Rumer also admitted that she abused alcohol before getting sober. She also spoke about problems with love addiction and co-dependency. She said there’s “a lot of the stuff with men” that her mother had that she is also dealing with. At times she’s felt “unlovable.”
Tallulah talked about almost dying from alcohol poisoning after she started drinking as a teen. She discussed later turning to cocaine and codeine to dull her pain, resulting in an incident when Scout couldn’t wake her up. “I had no regard my my life,” she admitted. She realised many of her problems stemmed from her relationship and estrangement from her mother and moved back in with Moore, going to rehab soon after.

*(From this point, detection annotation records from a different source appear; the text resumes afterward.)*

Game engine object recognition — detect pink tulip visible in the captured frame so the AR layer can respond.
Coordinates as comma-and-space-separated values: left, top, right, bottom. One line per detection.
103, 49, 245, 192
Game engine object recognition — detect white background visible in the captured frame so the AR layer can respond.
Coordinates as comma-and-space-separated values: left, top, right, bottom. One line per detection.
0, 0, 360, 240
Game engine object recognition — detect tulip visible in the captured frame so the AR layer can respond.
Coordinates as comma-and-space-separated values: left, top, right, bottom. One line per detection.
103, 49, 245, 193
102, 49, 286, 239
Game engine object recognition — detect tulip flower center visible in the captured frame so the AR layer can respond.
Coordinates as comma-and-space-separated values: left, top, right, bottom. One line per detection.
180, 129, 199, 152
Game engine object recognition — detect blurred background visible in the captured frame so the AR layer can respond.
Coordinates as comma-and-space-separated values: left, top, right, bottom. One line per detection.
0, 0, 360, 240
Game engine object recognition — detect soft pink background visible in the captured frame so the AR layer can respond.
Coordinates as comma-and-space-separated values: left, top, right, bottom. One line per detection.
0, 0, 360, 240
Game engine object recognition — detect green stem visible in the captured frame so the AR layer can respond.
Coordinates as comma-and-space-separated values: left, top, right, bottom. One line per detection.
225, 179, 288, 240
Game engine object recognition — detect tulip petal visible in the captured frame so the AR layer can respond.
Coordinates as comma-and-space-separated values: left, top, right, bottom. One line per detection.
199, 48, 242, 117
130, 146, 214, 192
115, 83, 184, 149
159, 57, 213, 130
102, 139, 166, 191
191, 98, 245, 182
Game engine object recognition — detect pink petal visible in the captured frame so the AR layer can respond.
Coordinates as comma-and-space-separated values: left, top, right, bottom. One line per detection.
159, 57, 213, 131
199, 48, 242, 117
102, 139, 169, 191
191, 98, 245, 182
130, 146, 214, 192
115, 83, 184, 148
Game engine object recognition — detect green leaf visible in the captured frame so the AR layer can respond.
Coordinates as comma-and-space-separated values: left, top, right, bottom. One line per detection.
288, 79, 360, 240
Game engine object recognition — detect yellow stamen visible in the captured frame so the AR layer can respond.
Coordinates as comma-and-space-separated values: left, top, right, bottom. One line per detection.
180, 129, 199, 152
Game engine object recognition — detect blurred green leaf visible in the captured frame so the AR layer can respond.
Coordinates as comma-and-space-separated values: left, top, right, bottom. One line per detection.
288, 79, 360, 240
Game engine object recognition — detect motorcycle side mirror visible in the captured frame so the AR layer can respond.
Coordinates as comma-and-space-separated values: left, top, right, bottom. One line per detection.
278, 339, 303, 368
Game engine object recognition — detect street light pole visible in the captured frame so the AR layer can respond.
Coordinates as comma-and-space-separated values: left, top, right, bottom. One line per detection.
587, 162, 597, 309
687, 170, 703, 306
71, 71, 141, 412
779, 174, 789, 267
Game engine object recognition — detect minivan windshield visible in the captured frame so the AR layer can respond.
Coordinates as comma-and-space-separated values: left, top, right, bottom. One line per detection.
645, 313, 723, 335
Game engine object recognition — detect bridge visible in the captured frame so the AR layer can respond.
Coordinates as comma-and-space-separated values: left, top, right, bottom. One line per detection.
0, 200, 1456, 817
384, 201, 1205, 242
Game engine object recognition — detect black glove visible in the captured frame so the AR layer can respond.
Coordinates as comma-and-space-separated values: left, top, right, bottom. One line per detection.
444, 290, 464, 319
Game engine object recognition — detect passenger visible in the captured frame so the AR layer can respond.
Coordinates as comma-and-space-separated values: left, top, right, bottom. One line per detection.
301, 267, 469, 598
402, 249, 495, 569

Moore said that during her estrangement from her daughters, “I did a lot of reaching out and no one [was] responding,” she said. She said through therapy she learned she hadn’t addressed her own problems — with her mother and childhood — and as a result, her kids were “carrying the weight of my issue.”
She added, “I did a disservice by not letting them see me weak. I think we need to show them not just our strength but how we process to get through disappointment, upset, hurt.”